Full-Depth Precast Concrete Deck Panels

Full-depth precast concrete panels typically span the width of a bridge and are placed longitudinally adjacent to one another. The transverse joints between adjacent panels are often grouted, and post-tensioning may also be used to keep the transverse joint in compression. The deck panels are made composite with the steel girders through the use of shear studs. Block-outs in the panels are provided to allow for the placement of shear studs onto the top flange of the steel girder. Composite action between the deck and the girders is provided by shear studs that extend out of the girder and into the block-outs in the panels, once the block-outs are filled with grout.
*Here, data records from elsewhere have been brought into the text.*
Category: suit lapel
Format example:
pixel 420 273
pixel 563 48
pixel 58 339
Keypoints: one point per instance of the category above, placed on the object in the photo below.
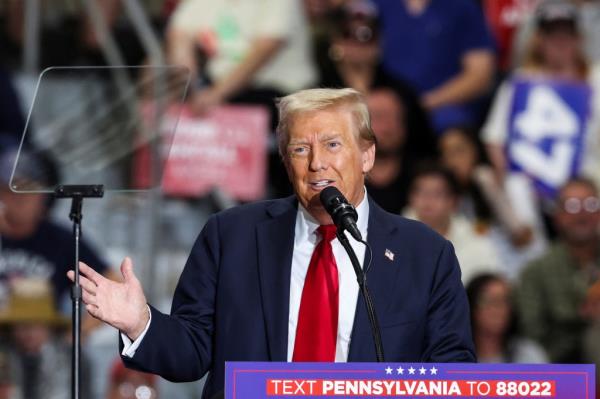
pixel 275 248
pixel 381 280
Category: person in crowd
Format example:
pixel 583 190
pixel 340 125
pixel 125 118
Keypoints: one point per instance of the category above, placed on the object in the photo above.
pixel 433 200
pixel 32 245
pixel 245 52
pixel 494 326
pixel 555 53
pixel 444 50
pixel 403 138
pixel 294 297
pixel 130 384
pixel 591 337
pixel 249 52
pixel 552 288
pixel 484 201
pixel 39 360
pixel 588 15
pixel 8 390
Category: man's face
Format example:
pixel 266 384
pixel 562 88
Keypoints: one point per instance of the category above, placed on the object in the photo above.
pixel 577 217
pixel 386 116
pixel 323 151
pixel 432 201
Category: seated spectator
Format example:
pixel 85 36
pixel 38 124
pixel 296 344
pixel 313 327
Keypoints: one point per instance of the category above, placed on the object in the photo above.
pixel 444 50
pixel 493 324
pixel 32 244
pixel 130 384
pixel 485 203
pixel 39 360
pixel 553 287
pixel 433 199
pixel 402 139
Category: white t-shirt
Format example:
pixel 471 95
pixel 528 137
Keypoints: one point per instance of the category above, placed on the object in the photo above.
pixel 226 29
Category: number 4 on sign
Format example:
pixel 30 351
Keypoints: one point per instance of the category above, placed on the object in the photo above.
pixel 553 169
pixel 546 115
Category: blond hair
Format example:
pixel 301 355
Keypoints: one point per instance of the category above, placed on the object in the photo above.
pixel 311 100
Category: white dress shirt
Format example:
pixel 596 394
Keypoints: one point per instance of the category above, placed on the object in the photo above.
pixel 305 241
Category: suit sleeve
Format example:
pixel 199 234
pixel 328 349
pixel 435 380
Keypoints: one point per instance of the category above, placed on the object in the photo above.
pixel 178 347
pixel 448 333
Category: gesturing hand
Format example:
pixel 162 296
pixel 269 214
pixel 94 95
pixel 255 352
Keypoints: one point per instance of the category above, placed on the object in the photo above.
pixel 120 304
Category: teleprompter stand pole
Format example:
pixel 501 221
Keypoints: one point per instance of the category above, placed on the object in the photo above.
pixel 77 193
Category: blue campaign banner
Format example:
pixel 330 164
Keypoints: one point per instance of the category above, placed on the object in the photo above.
pixel 547 125
pixel 407 380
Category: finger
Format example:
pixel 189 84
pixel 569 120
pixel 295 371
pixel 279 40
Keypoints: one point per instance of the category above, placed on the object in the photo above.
pixel 127 270
pixel 89 299
pixel 87 285
pixel 93 310
pixel 90 273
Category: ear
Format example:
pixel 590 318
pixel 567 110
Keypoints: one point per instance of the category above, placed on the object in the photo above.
pixel 368 158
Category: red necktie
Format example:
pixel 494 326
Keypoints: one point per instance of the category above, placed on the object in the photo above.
pixel 316 333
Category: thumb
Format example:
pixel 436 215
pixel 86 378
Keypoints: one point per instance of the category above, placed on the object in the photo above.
pixel 127 270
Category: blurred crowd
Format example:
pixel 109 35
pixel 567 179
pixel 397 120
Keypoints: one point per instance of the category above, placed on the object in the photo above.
pixel 487 118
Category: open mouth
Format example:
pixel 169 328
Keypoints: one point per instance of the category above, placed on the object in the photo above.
pixel 320 184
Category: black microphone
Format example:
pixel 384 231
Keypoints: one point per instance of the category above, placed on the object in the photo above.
pixel 343 214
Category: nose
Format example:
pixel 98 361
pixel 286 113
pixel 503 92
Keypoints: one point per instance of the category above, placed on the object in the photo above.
pixel 318 159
Figure 1 shows a bridge deck being constructed with full depth precast concrete deck panels, where the block-outs for the shear studs can be seen above the steel girders. Also shown in Figure 1 are block-outs for connecting the post-tensioning strands. The block-outs for the post-tensioning strands are at the panel joints, transversely across the width of the bridge.
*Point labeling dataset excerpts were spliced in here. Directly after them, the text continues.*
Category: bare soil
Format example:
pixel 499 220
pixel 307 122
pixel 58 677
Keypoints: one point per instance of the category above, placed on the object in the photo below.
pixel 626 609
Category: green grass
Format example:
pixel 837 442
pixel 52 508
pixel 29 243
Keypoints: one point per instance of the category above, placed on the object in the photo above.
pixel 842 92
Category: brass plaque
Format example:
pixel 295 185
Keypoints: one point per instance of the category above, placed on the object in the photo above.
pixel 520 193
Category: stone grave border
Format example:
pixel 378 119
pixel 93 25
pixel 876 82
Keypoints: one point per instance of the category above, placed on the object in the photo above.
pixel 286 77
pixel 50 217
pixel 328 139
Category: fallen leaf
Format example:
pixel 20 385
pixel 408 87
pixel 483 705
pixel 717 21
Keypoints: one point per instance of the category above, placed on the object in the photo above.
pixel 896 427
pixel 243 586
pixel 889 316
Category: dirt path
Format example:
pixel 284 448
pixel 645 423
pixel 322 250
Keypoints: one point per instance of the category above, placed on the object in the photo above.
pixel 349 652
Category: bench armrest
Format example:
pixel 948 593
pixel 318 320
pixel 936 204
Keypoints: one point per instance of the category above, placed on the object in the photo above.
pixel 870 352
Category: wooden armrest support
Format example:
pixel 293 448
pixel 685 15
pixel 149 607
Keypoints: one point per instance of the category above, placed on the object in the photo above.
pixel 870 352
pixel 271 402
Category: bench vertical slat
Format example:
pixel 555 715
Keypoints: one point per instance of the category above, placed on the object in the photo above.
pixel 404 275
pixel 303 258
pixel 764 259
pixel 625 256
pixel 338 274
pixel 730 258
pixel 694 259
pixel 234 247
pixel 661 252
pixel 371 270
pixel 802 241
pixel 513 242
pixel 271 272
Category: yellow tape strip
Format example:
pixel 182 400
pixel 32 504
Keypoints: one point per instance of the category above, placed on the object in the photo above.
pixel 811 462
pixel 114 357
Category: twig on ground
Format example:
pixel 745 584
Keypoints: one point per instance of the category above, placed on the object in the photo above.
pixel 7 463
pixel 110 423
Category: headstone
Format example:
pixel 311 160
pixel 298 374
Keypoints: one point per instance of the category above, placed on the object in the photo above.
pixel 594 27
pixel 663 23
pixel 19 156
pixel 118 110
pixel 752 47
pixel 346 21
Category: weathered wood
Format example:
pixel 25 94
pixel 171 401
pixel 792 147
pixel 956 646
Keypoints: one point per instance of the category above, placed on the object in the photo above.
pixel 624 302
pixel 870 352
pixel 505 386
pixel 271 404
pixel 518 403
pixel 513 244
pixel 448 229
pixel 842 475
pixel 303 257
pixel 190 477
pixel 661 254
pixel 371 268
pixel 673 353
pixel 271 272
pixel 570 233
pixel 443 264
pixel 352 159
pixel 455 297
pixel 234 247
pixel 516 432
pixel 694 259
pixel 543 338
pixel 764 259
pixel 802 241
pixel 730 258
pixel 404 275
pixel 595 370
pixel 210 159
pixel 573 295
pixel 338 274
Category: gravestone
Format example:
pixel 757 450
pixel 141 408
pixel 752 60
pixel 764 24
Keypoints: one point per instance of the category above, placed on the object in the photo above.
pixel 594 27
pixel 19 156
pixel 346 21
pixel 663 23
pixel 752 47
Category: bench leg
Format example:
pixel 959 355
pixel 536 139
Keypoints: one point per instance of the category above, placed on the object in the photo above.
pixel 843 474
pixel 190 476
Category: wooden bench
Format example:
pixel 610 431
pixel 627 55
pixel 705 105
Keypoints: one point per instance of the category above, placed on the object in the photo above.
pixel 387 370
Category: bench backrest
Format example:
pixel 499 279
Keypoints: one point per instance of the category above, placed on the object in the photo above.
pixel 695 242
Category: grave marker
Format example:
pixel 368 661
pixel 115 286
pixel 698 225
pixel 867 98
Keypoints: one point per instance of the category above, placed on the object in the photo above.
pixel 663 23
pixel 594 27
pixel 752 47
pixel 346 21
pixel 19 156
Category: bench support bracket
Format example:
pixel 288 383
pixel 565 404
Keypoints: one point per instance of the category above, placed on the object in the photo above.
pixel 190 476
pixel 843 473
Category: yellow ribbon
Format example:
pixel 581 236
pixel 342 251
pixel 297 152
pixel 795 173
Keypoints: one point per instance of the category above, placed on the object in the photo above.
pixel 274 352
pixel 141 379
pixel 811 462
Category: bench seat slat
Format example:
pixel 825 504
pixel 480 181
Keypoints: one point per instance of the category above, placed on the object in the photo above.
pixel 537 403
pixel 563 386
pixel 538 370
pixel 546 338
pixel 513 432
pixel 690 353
After the precast deck panel is installed, it is set to the correct elevation with the use of leveling bolts that bear on the girder top flange, as shown in Figure 2. The transverse joints are then filled with grout. Once the grout reaches the required compressive strength the longitudinal post-tensioning strands are tightened (if post-tensioning is used in the design of the deck system). The shear studs are then welded to the girder top flange in the provided block-outs. The shear stud block-out, the haunch between the girder top flange and deck panel, and the post-tensioning ducts are filled with grout. A wearing surface or overlay is typically installed on top of the deck panel after all installation is complete, providing the necessary riding surface.
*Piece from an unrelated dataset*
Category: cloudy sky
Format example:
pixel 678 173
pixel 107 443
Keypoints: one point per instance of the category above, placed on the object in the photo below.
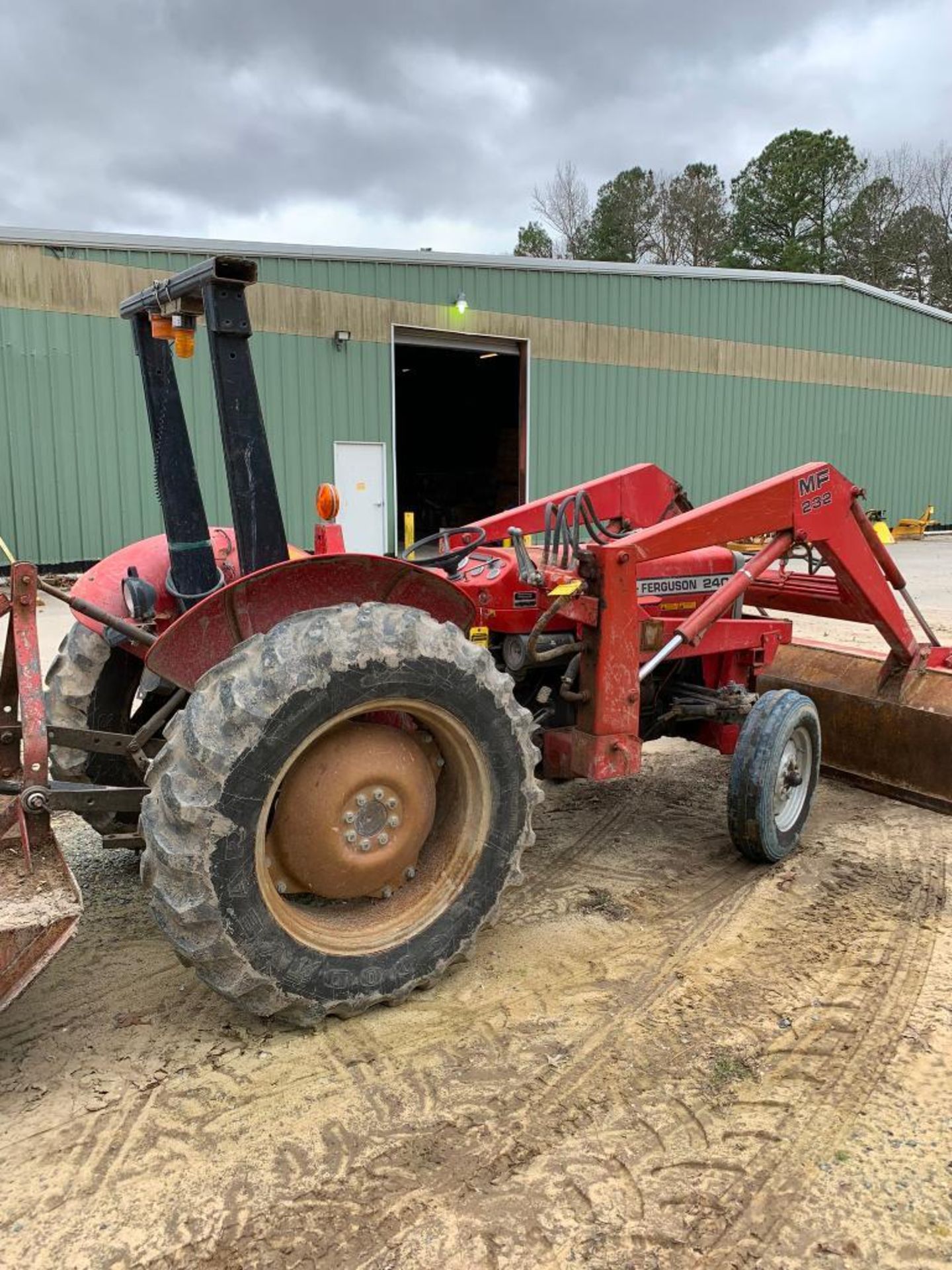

Two particular design issues require due consideration by the engineer specifying the use of full depth precast concrete deck panels. One issue is related to the grout used in the shear stud blockouts. Given that the block-outs are located in areas of negative moment in the transverse direction of the deck, the grouted block-outs are susceptible to cracking. One method to reduce the potential for cracking is to use block-outs with rounded corners to prevent stress concentrations. Additionally, Article 9.7.5.3 of the AASHTO LRFD (7th Edition, 2014) states that upon completion of the post-tensioning, the block-outs should be filled with grout having a minimum compressive strength of 5.0 ksi at 24 hours. The designer should check to ensure that specified grout is capable of resisting the tensile stress caused by negative moment in the transverse direction of the deck.

The transverse joints between adjacent panels must be able to transfer wheel load shear forces and deck axial forces from flexure of the bridge. The transverse joint must also prevent the flow of water and corrosion causing materials through the deck. In practice, non-grouted and grouted transverse joints have been used. Non-grouted joints are typically match-cast at a precast concrete plant, and use a male-to-female shear key type joint with a thin neoprene sheet in between, and sealed with a polyurethane sealant. In some cases it has been found that even though the panels are match-cast, it is difficult to achieve a prefect fit in the field due to construction tolerances and elevation adjustments of the panels (5). This detail is used in conjunction with post-tensioning, in order to close the joint.

However, most joints used in practice are female-to-female shear key type joints that are filled with grout prior to post-tensioning taking place. Unlike joints that have male-to-female shear keys, the female-to-female joints allow for some adjustment related construction tolerances in the field, as the joint is not interlocking. A sketch of a typical female-to-female joint is shown in
Figure 3. The full depth of the female-to-female joint should be filled with grout, as placing grout only in the top portion of the joint can cause poor performance of the joint because of the reduced bearing area (6). Grout used in the transverse joint should be of high quality and have a high early strength, high bond capability, and low shrinkage. In fact, Article 9.7.5.3 of the AASHTO LRFD (7th Edition, 2014) states that the transverse joints are to be filled with a nonshrink grout having a minimum compressive strength of 5.0 ksi at 24 hours. Once the joint is grouted, longitudinal post tensioning can be tightened. Per Article 9.7.5.3 of the AASHTO LRFD (7th Edition, 2014), the minimum average effective prestress from the post-tensioning should not be less than 250 psi. The effective prestress is typically interpreted as the net prestress under loading. The post-tensioning places the joint in compression, which can help to prevent cracking due to applied loads and shrinkage, help prevent leakage of corrosive materials through the joint, and helps to keep the panels in compression under loading. In continuous span designs, the designer may elect to increase the post-tensioning to achieve the 250 psi effective stress under all loading conditions.